Die Professur für Globalgeschichte an der Universität Potsdam besteht seit 2020 und ist der Geschichtswissenschaft Afrikas als integralem Bestandteil der Globalgeschichte verpflichtet.

Globalgeschichte wird hier vor allem als Verflechtungsgeschichte verstanden. Unsere Welt wächst rapide zusammen, Englisch wird zu „Globish“ und nie zuvor konnten so viele Menschen so preiswert reisen – doch wachsen auch der Ethno-Nationalismus und das Bedürfnis der Abgrenzung von einer von vielen als zu komplex empfundenen Welt. Die Globalgeschichte geht über eurozentrische, nationalstaatliche Ansätze hinaus und erforscht historische Globalisierungsprozesse und -ideen. Sie zeigt sowohl auf der Makro- als auch auf der Mikroebene differenziert auf, wie Verbindungen aber auch Trennungen entstehen, wie Erdteile zusammenwachsen, aber auch Entfremdungsprozesse einsetzen. Globalgeschichte bietet die Möglichkeit, unsere Rolle als Weltbürger historisch zu reflektieren und uns bewusster in unserer Gegenwart zu positionieren.

Afrikas reiche Geschichte ist Zeugnis der großen Leistungen afrikanischer Gesellschaften aber auch der jahrtausendealten Verbindungen und Austauschprozessen mit dem Rest der Welt. Der Kontinent befindet sich im ständigen Wandel, dessen Ursachen und Folgen hier kritisch und historisch reflektiert werden.
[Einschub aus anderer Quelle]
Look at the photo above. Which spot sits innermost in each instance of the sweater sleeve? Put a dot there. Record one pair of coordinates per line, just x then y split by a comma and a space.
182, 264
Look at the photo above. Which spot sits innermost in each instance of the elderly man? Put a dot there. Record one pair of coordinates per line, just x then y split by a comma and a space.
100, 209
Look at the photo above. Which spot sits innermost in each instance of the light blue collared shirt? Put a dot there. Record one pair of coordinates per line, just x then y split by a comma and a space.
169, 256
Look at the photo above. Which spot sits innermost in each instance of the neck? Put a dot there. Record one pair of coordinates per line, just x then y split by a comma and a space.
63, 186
Afrikahistoriker wirken daran mit, ein wissensgeschichtlich ausgewogenes Verständnis der Geschichte des Kontinents zu entwickeln und neue Methoden und Archive zu erschließen. So sind mündliche Quellen und deren innovative Auswertung ein wichtiger Teil ihres Methodenrepertoires, von dem auch Globalhistoriker profitieren.
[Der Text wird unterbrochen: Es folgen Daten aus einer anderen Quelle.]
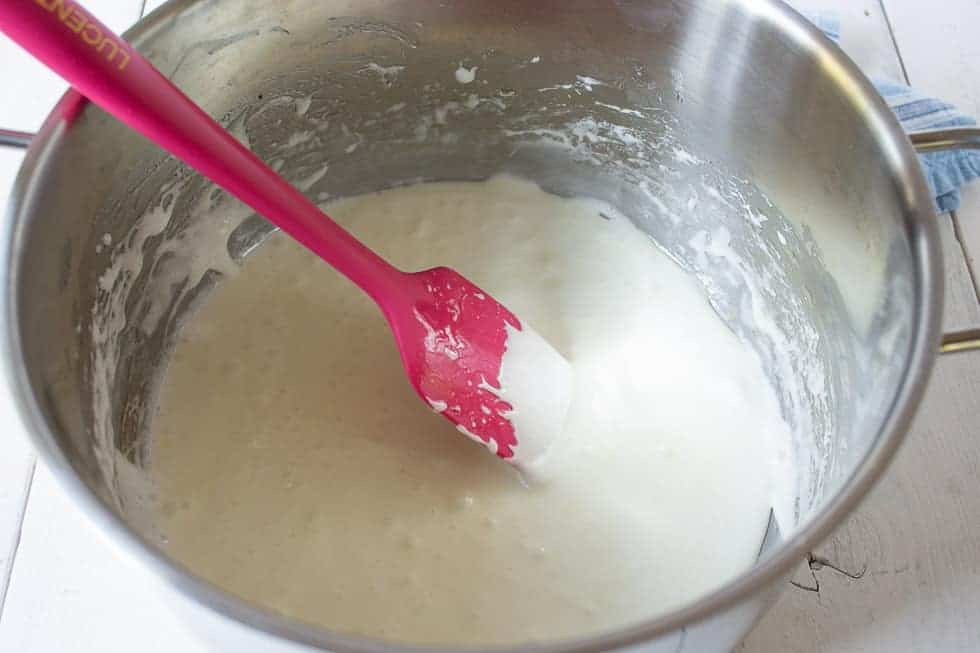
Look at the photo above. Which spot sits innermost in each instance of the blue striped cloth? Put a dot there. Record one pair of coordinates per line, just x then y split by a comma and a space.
945, 171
Viele Herausforderungen liegen noch vor der Globalgeschichte sowie auch vor der Afrikanischen Geschichte – so können, auch gemeinsam, neue Archive erschlossen und methodische Probleme bewältigt werden. Die Forschungsgebiete der Professur umfassen Afrikanische- und Globalgeschichte mit Schwerpunkten auf der Migrationsgeschichte und auf Fluchtprozessen, der Arbeitsgeschichte, der Bildungsgeschichte, Oral History sowie der Geschichte internationaler Organisationen auf dem afrikanischen Kontinent.
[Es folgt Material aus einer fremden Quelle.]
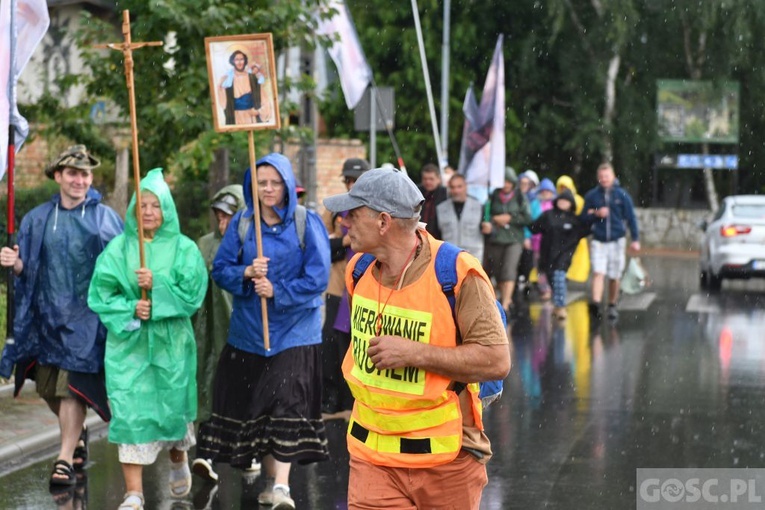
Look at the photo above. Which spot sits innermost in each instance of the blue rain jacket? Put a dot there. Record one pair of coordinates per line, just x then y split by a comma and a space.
299, 276
54, 327
619, 203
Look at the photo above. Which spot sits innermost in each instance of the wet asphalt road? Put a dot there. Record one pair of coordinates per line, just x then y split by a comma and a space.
679, 381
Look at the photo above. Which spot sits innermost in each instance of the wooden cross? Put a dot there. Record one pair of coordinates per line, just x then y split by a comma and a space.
127, 48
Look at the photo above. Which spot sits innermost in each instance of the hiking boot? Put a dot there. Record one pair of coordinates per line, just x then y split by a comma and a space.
281, 498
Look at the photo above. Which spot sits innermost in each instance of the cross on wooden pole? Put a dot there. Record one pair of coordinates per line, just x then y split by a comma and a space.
127, 48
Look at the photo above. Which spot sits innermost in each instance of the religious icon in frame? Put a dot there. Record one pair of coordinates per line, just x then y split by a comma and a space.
243, 86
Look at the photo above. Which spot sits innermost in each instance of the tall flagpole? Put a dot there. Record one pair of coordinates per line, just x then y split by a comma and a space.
258, 231
445, 42
428, 88
10, 309
127, 48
Mit innovativen Lehrformaten bringt die Professur Studierende aus verschiedenen Ländern mit und ohne Fluchthintergrund zusammen, um Globalgeschichte zu lernen und durch eigene Forschungsprojekte zu produzieren.

 Aktuelles

Marcia C. Schenck hat einen Artikel über mosambikanische Schulkinder in der DDR mit dem Titel  „Small Strangers at the School of Friendship: Memories of Mozambican School Students of the German Democratic Republic“ in der neuesten Ausgabe des GHI-Bulletins zur Geschichte des migrantischen Wissens in transatlantischer und globaler Perspektive veröffentlicht. 

Am 11.03.2020 stellt Professorin Schenck zusammen mit Professor Jeremy Adelman von der Princeton University an der Freien Universität Berlin im Rahmen der Tagung 49. dghd-Jahrestagung zum Thema Hoschschullehre als Gemeinschaftsaufgabe das Global History Lab und das History Dialogues Project vor.

https://www.dghd2020.de

Am 24.01.2020 hielt Professorin Schenck einen Vortrag in Stockholm zum Thema „Oral History and Biography: An Exploration of the Memories and Life Histories of Angolan and Mozambican Migrants to the German Democratic Republic” im Rahmen des internationalen Workshops des Global Labor History Network: Methods for Global Labour History.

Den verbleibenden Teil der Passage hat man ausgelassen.